Workplace diversity research

After teaching at Freeman School of Business at Tulane University, James joined Goizueta as an assistant professor in 1998, where she began shifting her research focus.

Initially, her research was inspired by obstacles she'd seen her mother encounter in her professional life. "She would have to leave an organization in order to get a promotion, but didn't find that to be the case for other people," James says.

"I wanted to understand what that phenomenon was all about, the value of network relationships and how majority and minority individuals find support."

While at Emory, James began collaborating with colleagues on issues of gender and women in executive roles, too.

"At the time, there were a number of corporate crises going on (such as Enron)," she recalls. "Through my research, I discovered that when diversity became a challenge — often resulting in discrimination lawsuits — companies moved into crisis mode. So I started exploring that."

After three years at Emory, marriage and job opportunities led her to the University of Virginia, where she has served as a professor, associate dean for diversity, and senior associate dean for executive education at the business school.
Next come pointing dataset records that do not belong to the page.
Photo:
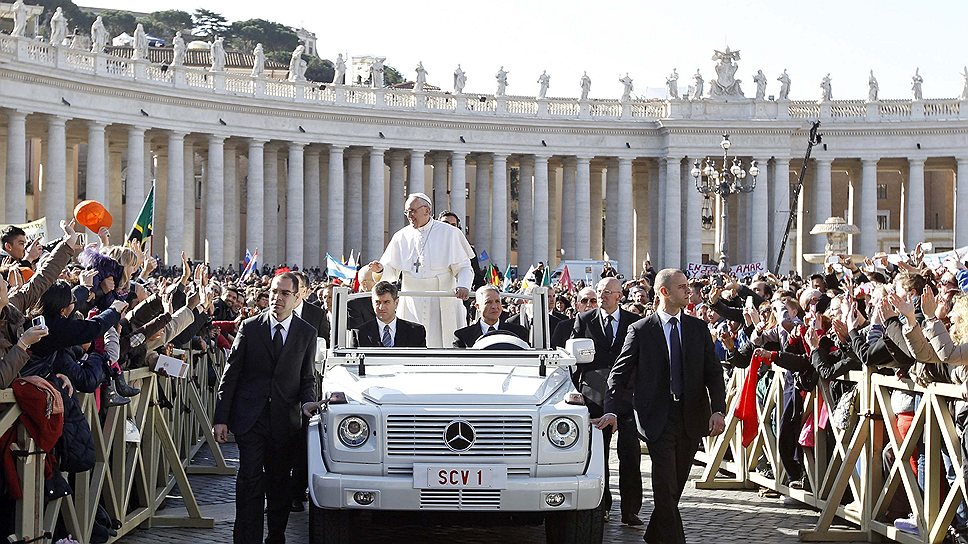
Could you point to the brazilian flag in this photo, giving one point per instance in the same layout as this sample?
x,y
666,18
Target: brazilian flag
x,y
143,225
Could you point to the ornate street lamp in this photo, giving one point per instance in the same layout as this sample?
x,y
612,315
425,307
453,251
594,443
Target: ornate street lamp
x,y
722,183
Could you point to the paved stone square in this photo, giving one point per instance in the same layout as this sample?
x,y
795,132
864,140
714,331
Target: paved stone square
x,y
709,516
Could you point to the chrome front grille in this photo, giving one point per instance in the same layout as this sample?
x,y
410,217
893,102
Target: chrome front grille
x,y
423,435
460,499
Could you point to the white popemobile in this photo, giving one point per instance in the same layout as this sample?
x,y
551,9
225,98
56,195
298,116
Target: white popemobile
x,y
494,434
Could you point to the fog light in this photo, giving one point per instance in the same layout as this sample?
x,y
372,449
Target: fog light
x,y
555,499
364,498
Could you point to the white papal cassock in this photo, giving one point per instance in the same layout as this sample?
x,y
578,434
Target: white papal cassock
x,y
435,257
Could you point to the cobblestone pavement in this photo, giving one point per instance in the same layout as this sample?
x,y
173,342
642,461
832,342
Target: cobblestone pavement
x,y
709,517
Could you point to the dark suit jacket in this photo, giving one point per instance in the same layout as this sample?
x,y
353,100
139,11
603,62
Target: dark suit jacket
x,y
408,335
591,379
316,316
358,312
254,377
465,337
642,371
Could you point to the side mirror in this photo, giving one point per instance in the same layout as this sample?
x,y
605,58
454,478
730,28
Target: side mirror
x,y
582,349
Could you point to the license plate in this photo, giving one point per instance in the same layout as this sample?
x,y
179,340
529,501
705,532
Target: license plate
x,y
460,477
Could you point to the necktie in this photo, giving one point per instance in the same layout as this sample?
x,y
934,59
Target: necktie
x,y
277,341
609,333
675,359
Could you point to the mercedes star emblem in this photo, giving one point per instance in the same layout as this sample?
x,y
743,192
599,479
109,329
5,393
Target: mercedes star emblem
x,y
459,435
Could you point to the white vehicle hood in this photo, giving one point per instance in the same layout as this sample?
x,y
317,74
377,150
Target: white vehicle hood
x,y
427,384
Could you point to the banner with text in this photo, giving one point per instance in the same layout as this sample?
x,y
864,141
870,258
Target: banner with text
x,y
696,270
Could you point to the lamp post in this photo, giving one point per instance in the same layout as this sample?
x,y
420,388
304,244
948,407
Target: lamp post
x,y
730,179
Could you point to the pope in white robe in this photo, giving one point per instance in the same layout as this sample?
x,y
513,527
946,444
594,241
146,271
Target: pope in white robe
x,y
431,256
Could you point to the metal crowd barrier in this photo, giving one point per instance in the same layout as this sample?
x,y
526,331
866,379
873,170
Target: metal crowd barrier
x,y
130,480
845,469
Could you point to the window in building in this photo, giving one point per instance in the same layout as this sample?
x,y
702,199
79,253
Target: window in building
x,y
881,191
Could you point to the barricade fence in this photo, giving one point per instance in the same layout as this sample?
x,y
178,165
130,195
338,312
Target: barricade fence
x,y
859,468
135,468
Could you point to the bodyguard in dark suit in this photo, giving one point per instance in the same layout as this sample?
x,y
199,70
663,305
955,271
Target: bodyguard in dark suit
x,y
488,301
669,370
387,330
607,326
267,386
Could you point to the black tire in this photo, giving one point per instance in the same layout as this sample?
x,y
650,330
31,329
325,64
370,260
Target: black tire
x,y
328,526
575,526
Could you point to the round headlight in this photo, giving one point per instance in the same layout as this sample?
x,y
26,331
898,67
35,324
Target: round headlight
x,y
563,432
353,431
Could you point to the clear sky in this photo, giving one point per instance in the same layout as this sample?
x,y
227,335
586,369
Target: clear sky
x,y
647,39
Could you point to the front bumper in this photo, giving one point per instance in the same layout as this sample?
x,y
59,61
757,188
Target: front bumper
x,y
336,491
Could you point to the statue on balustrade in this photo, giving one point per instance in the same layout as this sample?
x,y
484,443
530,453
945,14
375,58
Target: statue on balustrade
x,y
339,74
784,80
418,85
964,90
726,85
502,81
916,82
140,51
627,84
100,36
295,72
460,79
218,55
19,19
586,86
699,87
544,80
376,74
672,83
58,27
826,95
760,80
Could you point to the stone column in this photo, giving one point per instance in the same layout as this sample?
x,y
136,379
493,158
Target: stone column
x,y
671,236
780,191
625,227
440,197
16,181
526,212
375,198
961,203
397,195
822,198
597,178
499,212
294,211
568,200
96,172
458,186
914,205
311,204
542,250
482,203
334,226
868,208
255,193
417,174
353,220
583,211
215,202
175,199
55,174
759,217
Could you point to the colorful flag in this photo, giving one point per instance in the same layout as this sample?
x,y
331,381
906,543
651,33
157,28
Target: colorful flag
x,y
339,270
142,225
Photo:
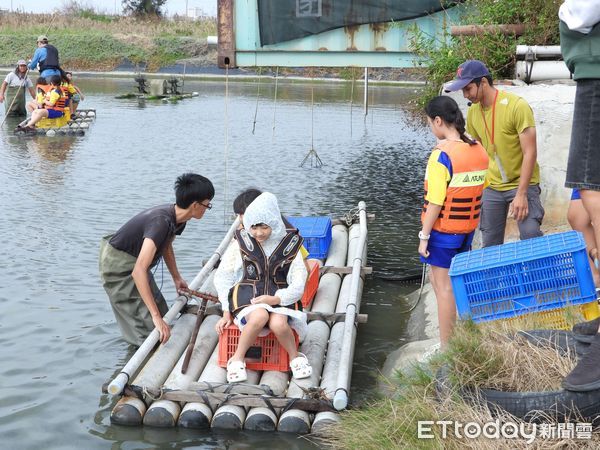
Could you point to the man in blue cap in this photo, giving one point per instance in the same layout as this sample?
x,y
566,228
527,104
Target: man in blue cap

During that time, James saw the campus become a living laboratory in crisis management when backlash erupted over attempts to dismiss President Teresa Sullivan — an experience that would become fodder for soon-to-be published research, James acknowledges.

In her new role at Emory, James sees herself as Goizueta's chief ambassador, elevating the stature of the school for external constituents and attracting the best faculty, staff and students to ensure "a visibility that rivals any top 10 business school," she says.

For now, James anticipates spending time exploring "the inner workings of the school, what matters to our staff and students," as well as building enhanced engagement with both alumni and the corporate community.

And she's already in meetings about expanding campus collaborations between the business school and health sciences. "We have a good start there, but health care is the issue of this century and it's not going to go away. There is a tremendous need for the health care community to have strong partnerships with business — it affects so much of the economy," she says.